6 Responses to “Five Spiritual Scientific Discoveries”

  1. Thank you. My inability to communicate just this sense of wonder has been (I think) the biggest stumbling block with some “bible thumpers” I used to work with. One particular person baffles me. He’s an evangelical with a master’s in physics. How do you reconcile that?

    Anyway, a love for sicence and exploration does not necessarity mean a clinical detachment from a sense of wonder. I think it’s just the opposite.

  2. Great article, but why do you attribute awe and wonder to the spiritual realm? What spirits? Why invoke the supernatural when admiring the natural? (I ask this rhetorically because I surmise that you aren’t meaning spiritual in the literal sense. I just find it fascinating that in these times, we still need to use these terms.)

    Dawkins’ book “Unweaving the Rainbow” is a great book to explore this theme further.

  3. I think we went with ’spiritual’ instead of ‘wonderful’ or ‘beautiful’ because it does a better job of grabbing the reader. I agree with your point about the language we use to express concepts of awe being unnecessarily religious.

  4. Sorry to do this, but I think there is an error in your Biology section.

    “Each sequence of three proteins in the RNA strand matches up to a different amino acid.”

    This should be “Each sequence of three nucleotides in the mRNA makes up a codon which codes for a particular amino acid”.

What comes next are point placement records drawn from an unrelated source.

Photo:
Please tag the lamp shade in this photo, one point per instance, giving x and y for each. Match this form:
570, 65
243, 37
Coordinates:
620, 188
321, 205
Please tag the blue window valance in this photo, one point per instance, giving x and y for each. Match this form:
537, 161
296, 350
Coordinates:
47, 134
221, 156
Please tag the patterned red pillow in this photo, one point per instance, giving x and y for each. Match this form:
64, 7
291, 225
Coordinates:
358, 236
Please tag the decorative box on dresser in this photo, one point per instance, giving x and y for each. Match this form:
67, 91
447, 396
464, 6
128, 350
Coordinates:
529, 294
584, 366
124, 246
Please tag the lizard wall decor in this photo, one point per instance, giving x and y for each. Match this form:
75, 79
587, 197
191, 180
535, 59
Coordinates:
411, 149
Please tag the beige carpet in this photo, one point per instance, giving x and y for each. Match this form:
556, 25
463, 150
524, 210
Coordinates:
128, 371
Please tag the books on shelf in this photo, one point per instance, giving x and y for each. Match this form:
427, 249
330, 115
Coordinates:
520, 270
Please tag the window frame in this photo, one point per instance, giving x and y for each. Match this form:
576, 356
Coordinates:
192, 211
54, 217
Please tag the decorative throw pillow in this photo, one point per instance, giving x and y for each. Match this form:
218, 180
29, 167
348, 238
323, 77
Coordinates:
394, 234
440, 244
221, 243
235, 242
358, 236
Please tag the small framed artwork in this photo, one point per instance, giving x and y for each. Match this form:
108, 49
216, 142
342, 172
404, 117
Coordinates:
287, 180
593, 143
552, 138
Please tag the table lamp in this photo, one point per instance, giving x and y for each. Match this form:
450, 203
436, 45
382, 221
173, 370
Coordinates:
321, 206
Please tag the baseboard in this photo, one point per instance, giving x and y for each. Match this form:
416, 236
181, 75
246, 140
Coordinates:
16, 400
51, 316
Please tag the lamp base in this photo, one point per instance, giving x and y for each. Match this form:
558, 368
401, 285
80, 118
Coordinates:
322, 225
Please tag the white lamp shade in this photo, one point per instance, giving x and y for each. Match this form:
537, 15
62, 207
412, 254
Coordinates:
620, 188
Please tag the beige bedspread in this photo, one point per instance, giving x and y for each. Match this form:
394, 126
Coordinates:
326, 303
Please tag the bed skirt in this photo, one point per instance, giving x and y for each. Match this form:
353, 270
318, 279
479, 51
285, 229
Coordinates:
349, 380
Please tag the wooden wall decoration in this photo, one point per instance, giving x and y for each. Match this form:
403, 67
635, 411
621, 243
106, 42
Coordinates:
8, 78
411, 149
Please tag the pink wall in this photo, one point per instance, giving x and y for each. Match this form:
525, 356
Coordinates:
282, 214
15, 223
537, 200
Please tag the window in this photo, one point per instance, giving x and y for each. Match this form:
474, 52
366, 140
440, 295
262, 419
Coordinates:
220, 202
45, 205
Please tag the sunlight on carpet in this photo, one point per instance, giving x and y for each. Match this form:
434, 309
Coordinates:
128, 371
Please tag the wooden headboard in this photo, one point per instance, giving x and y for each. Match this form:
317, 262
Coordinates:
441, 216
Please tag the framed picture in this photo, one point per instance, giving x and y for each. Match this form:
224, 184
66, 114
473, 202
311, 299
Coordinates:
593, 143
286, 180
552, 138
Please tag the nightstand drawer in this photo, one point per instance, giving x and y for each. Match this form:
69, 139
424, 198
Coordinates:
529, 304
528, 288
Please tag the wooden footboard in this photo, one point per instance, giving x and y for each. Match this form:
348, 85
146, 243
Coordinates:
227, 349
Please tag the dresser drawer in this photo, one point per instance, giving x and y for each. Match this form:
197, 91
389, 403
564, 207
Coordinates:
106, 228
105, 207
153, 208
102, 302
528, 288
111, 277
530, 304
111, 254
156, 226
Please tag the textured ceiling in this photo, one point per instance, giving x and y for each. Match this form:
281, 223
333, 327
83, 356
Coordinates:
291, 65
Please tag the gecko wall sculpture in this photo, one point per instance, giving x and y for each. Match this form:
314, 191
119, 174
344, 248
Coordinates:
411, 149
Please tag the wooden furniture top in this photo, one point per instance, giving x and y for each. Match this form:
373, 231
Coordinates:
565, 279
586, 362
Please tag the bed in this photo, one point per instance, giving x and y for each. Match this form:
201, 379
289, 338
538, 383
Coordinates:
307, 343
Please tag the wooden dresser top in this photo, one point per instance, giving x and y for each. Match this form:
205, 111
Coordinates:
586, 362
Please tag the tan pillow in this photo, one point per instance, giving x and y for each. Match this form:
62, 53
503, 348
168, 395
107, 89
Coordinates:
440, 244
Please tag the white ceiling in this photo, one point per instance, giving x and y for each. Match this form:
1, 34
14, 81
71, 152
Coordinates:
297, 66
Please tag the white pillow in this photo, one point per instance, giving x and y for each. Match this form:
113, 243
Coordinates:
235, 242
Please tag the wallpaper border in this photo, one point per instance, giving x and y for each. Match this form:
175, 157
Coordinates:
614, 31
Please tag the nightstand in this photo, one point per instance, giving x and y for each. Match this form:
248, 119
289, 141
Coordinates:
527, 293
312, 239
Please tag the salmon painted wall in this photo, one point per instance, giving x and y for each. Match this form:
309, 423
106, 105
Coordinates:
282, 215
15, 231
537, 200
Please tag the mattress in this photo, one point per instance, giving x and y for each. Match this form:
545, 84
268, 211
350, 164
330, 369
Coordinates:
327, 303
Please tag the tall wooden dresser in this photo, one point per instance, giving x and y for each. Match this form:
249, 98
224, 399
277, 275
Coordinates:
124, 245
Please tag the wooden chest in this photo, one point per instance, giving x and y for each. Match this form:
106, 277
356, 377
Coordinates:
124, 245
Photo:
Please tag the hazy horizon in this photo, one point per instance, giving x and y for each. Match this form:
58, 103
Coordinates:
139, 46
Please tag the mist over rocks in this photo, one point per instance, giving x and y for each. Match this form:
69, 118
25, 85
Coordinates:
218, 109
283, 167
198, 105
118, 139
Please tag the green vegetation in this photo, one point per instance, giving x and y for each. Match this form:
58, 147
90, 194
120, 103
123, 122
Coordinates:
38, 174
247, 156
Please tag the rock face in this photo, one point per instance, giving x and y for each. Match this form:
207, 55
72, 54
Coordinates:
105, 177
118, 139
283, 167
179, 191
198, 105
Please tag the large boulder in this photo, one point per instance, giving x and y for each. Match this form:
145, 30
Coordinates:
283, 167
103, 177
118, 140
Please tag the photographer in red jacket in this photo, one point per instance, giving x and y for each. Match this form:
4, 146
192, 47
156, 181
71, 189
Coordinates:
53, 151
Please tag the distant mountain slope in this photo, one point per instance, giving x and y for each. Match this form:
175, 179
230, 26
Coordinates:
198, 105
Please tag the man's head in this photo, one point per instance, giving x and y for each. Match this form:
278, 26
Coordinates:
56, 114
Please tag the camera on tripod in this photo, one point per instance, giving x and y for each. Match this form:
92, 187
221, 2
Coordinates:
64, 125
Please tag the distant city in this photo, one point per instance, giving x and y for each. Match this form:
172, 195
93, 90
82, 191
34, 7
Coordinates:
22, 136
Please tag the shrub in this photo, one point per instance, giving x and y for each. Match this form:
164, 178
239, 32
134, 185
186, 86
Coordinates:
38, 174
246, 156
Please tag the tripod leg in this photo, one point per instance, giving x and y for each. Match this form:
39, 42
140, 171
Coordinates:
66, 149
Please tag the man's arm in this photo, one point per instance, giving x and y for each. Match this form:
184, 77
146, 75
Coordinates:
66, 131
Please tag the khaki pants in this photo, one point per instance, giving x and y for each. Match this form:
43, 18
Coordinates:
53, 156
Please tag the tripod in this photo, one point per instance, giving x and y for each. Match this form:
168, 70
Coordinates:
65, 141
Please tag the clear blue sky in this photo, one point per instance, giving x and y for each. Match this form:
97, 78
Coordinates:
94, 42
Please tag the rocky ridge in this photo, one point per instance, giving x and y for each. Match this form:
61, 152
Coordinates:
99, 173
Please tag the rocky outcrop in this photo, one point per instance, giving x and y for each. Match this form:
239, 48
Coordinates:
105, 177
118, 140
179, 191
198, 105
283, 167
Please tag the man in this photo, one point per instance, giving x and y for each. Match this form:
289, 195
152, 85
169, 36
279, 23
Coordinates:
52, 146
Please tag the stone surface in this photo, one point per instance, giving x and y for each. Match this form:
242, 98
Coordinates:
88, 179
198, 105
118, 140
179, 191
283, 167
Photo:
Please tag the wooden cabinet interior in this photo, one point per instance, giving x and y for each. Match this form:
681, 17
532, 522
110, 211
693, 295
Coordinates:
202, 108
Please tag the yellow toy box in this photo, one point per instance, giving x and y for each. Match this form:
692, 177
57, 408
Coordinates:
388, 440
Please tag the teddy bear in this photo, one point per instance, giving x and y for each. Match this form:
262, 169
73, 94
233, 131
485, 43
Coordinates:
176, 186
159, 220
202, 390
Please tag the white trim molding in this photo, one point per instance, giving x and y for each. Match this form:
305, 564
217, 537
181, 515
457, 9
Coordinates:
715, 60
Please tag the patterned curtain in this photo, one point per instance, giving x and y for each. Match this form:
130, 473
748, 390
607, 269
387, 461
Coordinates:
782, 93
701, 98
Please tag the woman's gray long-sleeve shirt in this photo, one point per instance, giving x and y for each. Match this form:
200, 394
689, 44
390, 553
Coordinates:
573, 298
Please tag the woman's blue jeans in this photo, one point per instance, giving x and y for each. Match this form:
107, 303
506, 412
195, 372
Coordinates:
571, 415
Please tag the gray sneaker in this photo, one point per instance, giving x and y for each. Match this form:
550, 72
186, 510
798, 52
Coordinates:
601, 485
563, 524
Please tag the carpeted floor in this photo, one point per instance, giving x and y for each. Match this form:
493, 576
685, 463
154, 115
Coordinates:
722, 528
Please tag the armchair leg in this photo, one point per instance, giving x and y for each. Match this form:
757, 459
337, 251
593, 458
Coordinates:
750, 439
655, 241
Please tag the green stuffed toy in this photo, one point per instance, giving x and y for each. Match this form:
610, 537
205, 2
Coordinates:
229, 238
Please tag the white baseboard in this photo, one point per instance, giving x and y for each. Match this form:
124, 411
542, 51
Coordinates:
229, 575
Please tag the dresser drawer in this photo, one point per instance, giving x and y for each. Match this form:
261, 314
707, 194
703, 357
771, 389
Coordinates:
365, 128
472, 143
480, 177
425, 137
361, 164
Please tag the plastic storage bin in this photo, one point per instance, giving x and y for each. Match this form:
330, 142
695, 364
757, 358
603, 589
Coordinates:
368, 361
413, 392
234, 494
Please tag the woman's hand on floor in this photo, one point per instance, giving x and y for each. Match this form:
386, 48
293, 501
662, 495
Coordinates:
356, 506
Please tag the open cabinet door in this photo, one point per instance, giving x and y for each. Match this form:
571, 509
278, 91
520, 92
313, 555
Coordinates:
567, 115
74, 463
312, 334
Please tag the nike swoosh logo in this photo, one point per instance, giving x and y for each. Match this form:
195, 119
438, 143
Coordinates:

    There are other aspects that drive this interconnectedness message home, (especially ribosomal RNA gene sequence) but I think this argument works fine, as the other ways to demonstrate this get more complex and more difficult to understand.

  5. Thanks for the clarification. It’s been a long time since my last genetics class.

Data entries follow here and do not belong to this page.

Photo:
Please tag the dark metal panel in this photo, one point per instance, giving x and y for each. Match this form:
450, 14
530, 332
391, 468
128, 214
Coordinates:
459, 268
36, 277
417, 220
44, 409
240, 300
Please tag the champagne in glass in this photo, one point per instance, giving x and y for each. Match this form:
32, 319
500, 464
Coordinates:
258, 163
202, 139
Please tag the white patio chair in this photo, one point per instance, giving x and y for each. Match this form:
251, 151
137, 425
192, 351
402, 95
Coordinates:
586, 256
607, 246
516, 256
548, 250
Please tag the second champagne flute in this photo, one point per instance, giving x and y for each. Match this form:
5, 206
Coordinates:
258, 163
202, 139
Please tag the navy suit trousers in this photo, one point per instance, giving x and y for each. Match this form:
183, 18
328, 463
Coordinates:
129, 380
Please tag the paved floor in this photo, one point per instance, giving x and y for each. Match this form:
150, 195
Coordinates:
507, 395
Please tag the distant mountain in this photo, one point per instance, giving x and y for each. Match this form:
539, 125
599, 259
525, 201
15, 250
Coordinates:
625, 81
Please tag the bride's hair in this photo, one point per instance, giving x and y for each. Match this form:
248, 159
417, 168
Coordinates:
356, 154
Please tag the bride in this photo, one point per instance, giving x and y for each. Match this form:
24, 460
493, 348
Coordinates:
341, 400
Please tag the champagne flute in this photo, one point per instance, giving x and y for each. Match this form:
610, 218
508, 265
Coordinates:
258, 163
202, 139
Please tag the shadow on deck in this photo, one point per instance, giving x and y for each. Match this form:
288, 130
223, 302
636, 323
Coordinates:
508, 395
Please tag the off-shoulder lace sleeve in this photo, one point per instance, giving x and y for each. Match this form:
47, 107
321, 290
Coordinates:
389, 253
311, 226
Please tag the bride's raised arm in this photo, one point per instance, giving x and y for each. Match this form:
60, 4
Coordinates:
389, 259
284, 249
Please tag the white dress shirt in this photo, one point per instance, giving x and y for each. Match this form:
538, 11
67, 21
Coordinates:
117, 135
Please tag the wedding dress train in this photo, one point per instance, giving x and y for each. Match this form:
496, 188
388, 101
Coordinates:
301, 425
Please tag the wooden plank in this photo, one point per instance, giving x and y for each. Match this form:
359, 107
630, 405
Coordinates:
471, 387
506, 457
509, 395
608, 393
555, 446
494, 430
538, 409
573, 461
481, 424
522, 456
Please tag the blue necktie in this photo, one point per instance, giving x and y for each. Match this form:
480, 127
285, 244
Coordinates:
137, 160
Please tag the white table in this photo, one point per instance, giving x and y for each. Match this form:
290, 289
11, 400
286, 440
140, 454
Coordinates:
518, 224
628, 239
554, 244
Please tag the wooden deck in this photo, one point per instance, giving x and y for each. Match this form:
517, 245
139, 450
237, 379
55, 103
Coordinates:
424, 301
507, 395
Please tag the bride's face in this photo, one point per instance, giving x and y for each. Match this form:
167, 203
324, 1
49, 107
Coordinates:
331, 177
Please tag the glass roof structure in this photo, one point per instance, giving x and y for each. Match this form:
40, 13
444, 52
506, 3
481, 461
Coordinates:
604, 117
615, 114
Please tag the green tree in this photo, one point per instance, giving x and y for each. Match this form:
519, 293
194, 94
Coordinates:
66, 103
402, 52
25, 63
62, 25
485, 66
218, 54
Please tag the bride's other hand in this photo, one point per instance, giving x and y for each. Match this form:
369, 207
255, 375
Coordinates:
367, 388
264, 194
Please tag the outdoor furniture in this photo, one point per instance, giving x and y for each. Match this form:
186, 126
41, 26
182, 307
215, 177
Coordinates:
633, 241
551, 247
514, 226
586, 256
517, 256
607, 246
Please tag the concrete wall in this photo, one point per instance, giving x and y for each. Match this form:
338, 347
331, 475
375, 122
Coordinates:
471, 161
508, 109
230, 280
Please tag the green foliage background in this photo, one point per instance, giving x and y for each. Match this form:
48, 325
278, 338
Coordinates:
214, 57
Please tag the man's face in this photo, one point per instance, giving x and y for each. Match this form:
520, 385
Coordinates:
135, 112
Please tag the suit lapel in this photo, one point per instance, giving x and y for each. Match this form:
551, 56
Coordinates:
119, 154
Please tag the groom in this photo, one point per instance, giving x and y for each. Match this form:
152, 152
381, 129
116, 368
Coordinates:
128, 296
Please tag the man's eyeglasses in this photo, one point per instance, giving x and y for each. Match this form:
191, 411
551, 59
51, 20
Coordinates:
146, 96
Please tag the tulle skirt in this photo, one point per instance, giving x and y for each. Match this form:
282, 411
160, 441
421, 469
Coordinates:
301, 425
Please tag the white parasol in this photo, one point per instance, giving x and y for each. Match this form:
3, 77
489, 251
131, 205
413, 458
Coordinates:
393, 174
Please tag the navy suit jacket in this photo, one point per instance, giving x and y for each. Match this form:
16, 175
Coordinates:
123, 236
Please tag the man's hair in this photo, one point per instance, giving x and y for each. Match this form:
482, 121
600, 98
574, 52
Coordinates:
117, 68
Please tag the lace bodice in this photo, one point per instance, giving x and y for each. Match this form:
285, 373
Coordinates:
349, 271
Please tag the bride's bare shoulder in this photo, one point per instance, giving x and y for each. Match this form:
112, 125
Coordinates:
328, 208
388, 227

  6. I got my own thoughts that the universe is filled with tiny, tight and vibrating energy packets which are packed in the black holes by absorbing the radiation emitting from the other universal objects. These vibrating energy packets are rushing towards low pressure ( of these energy packets ) areas. Nuclei of universal objects act as furnaces using these packets as fuel and radiate energy. This radiated energy get distributed using the vibrating energy packets as medium. Rushing of these energy packets cause gravity and planetary motion.
    I think energy radiations, gravity and planetary motions can be interpreted by this notion. I never used to think that fruit from the tree is pulled towards the earth rather it is pushed.